A coalition of 20 manufacturing associations north of the border is trying to get the U.S. to exempt Canada from the Lacey Act's import declaration outlining species used in a shipped product.
The Canadian Manufacturing Coalition's members cover a wide swath of industries, from forest products, to paper packaging, to die casting, to automotive parts, among others. The coalition is hoping to get the exemption included in the next Regulatory Cooperation Council (RCC) Action Plan. In 2011, the RCC was formed by the governments of the U.S. and Canada to find ways to reduce and prevent regulatory barriers to cross-border trade.
In a letter to the RCC's secretariat, the coalition characterized the import declaration as onerous. "Each [declaration] represents an unnecessary, incremental direct cost to Canadian exporters," the letter reads. "The direct costs pale in comparison to the in-house, corporate cost of completing, reconciling, matching and storing the required declaration information to the shipment destined to the United States."

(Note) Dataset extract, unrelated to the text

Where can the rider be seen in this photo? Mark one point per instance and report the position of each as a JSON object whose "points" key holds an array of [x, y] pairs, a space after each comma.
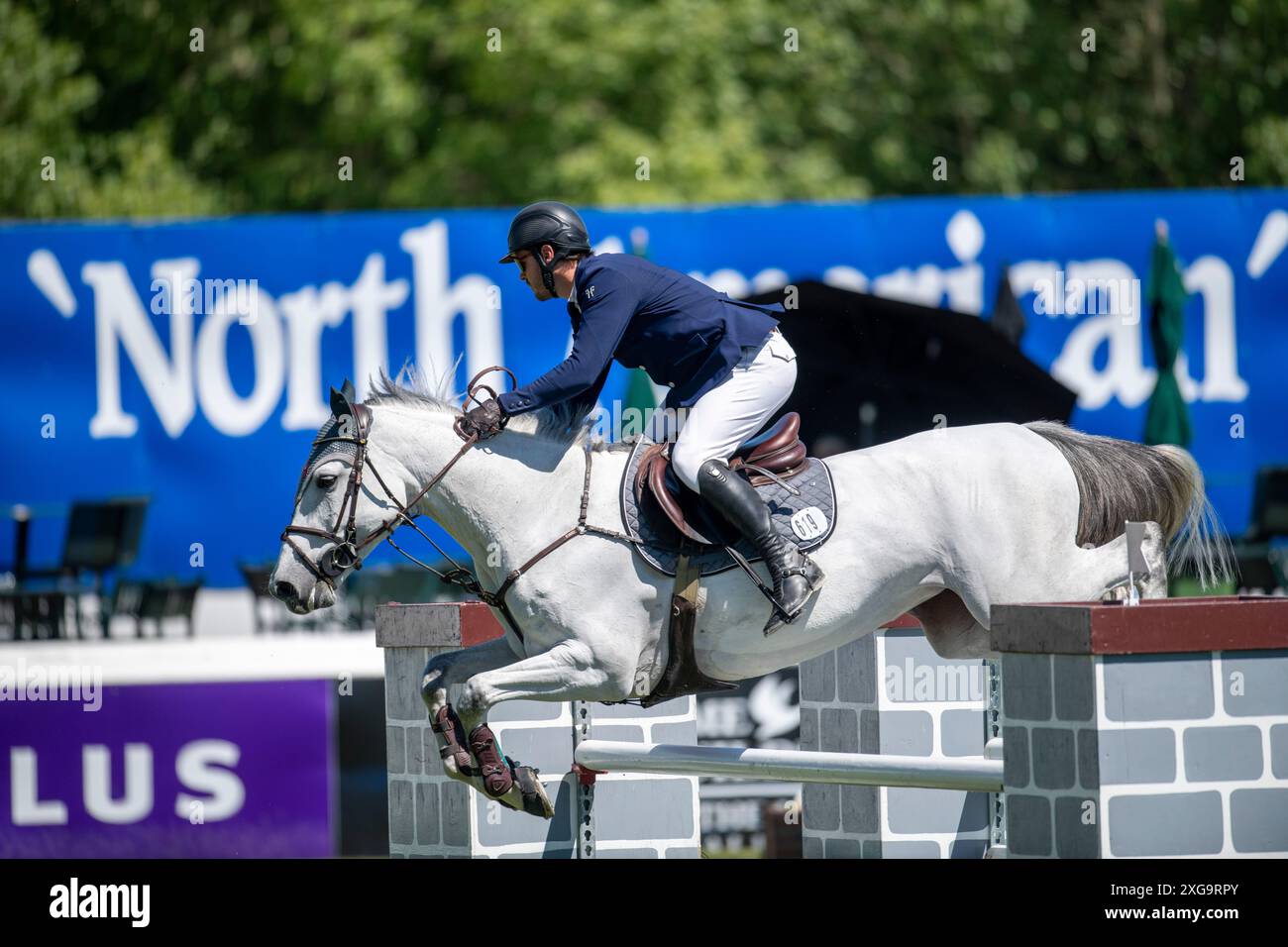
{"points": [[724, 360]]}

The coalition also said that of the 6,000 declarations sent to the USDA's Animal and Plant Health Inspection Service (APHIS), 90 percent are filed by Canadian manufacturers. "The 2008 action was intended to protect fragile rain forests and species-hardly a concern when it comes to Canadian forestry management," the letter reads. "Yet our members are disproportionately saddled with the high cost and logistical nightmare the import declaration presents."